Examination: If cervical screening is current and there are no coexistent symptoms, examination is not necessary during the first three months of method use. Should bleeding continue for longer than three months, the lady should request an examination or cervical screening should be done. (Speculum bimanual)
Investigations: are based on the clinical results and can include an ultrasound scan, endometrial biopsy, STI screening, cervical smear, and pregnancy test.

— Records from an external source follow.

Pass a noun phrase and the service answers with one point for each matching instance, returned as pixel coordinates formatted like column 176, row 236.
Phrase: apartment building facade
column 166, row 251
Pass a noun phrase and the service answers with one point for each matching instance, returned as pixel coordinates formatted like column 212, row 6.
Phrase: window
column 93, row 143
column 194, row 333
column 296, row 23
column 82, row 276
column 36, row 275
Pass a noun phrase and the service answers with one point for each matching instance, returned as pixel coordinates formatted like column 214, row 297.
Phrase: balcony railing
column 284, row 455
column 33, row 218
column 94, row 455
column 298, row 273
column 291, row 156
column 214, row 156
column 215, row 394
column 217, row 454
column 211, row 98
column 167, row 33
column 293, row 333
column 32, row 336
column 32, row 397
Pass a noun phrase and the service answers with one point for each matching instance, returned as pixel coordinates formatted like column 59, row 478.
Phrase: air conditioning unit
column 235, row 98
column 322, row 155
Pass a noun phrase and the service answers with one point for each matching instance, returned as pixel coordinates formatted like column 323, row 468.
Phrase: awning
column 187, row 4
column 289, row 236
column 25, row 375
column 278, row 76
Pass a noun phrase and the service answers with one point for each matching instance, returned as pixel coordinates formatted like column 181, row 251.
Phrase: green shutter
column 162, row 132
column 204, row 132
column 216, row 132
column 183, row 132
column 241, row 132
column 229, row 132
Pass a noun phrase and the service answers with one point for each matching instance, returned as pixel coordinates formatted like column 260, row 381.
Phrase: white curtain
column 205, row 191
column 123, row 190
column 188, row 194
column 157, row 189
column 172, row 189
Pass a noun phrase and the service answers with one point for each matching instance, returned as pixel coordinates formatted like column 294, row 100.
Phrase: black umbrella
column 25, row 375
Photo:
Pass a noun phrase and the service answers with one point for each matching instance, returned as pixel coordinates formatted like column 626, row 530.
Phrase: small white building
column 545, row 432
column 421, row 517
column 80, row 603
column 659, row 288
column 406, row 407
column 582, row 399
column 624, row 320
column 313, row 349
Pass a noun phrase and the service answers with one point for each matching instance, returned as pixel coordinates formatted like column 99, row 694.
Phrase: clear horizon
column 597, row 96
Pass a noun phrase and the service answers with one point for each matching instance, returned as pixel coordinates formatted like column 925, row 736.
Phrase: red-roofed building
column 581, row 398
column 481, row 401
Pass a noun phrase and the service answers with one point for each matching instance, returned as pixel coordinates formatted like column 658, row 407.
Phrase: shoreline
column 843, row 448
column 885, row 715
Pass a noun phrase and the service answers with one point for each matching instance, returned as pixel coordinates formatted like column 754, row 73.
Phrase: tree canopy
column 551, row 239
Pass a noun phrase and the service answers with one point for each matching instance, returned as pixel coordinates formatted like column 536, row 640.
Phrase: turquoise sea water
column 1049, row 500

Management: Not many possibilities. It is advisable to stick with the approach selected for the first few months rather than switching because bleeding patterns may level out. The COC may be used continuously or periodically (out with licence) for up to three months in the treatment of women utilizing progestogen-only techniques. Some people may decide to keep utilising the technique after being assured that there is no underlying disease since the benefits could exceed the drawbacks.
Postcoital bleeding (PCB)
The aetiology can be cervical polyp, cervical ectopy, invasive cervical cancer (rare), STI (such as gonorrhoea and chlamydia). About half of the women with PCB had no known cause.
Intermenstrual bleeding (IMB)

Endometrial polyps, fibroids, Cu IUD-related inflammatory response, STI-related endometritis
Assessment of PCB and IMB is the same as that of other bleeding issues (see above).